By contrast, deciding not to filter could be perilous if your spirit isn’t up to standard, Lambrou says. “The final product may indeed deliver a full flavour, but perhaps runs the risk of being harsher on the palate, depending on the quality of the alcohol used,” he argues. “As the vodka process is fairly simple when compared to other spirits, it is the quality of the ingredients that plays the biggest part.”
Filtration materials
So is filtration good or bad? Perhaps it depends on what you’re filtering. Witness Belvedere, which typically filters through charcoal and cellulose, but also produces a Belvedere Unfiltered variant.
Head of spirit creation and mixology Claire Smith points out that Belvedere’s Polish rye grain can be “bold and lively” on the palate – so filtration helps lend it “elegance and restraint”. But Unfiltered is made from a different rye variety, one which has a lower starch content and more gentle and subtle characteristics. To keep these intact and preserve the vodka’s texture, the filtration process is left out entirely.

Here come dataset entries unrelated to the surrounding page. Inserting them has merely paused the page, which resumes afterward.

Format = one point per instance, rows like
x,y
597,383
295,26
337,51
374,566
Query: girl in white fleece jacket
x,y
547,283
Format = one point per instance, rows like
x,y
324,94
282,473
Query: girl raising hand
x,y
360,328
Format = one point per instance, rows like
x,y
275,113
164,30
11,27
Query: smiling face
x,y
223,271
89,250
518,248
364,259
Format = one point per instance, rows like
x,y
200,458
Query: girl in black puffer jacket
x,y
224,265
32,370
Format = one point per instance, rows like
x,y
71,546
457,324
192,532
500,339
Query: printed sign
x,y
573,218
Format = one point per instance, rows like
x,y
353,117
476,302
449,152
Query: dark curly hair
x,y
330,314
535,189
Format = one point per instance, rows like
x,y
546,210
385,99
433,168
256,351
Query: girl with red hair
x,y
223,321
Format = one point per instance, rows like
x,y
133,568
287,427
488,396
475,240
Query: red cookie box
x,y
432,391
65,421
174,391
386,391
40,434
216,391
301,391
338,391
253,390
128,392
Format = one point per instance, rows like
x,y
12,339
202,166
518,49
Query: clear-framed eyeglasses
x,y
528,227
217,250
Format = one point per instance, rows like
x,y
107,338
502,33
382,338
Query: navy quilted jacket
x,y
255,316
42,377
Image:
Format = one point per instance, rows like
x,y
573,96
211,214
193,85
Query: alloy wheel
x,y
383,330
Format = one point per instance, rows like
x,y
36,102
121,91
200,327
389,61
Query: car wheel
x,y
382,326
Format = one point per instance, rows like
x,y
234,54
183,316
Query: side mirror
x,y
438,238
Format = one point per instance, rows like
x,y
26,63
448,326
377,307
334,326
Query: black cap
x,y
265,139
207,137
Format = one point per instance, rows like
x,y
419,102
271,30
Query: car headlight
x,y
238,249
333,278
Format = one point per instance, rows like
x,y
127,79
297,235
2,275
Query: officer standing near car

“During fermentation, approximately 100 chemical substances are obtained that may influence the sensorial quality of a raw spirit,” Smith explains. “A sensitive distillation process will remove most of these unwanted fermentation by-products, however some trace elements of certain substances remain, often providing unique sensorial and organoleptic qualities to a vodka. Filtration is a finishing step, one that can either work for or against a spirit.”
William Borrell, founder of Vestal Vodka, opts for an unfiltered processDo consumers care?
For the spirits geek, this is all fascinating detail. But does the average punter care? Not about the intricate details, perhaps, but not filtering your vodka (and then shouting about that fact in your marketing) is part of a broader strategy to make vodka appear more artisanal and characterful rather than mechanical, industrial and neutral.
“There is… an increasing consumer desire to know more about their vodka – more than where it comes from, but how it is made,” reports Adams.
“This is already apparent in a number of brands marketing in the more mature markets of the US and UK.”
“Essentially, I think that consumers and bartenders alike are finding that the vodka category has much more to offer, and is becoming more diverse and dynamic,” agrees Smith. “Stories that tap into provenance, innovative production techniques that truly drive improvements in quality, or simply a return to very traditional techniques or raw materials, are driving a renewed interest in the category.”
Marketing tactic
That may be, but for jaded bartenders bored with vodka’s associations with blank canvas versatility and superficial bling, suddenly talking about provenance, craft credentials and “flavour” can be somewhat counter-intuitive.
For Borrell, selling Vestal is all about winning people over, one by one, because the company doesn’t have the funds for big brand marketing initiatives. And, while he’s quick to credit bars such as Claridge’s, 69 Colebrooke Row, The Connaught, Pegu and Sherry Butt for their open-mindedness, he admits: “For most bartenders we have met, they have struggled to embrace the concept of our vintages and the different flavours you may encounter.
“For us, the uphill struggle with bartenders has been to show them firstly that not all vodka is the same – I’ve had many doors slammed in my face just for mentioning vodka – and that, at Vestal, we are trying to produce vodkas the way they would have been several hundred years ago.”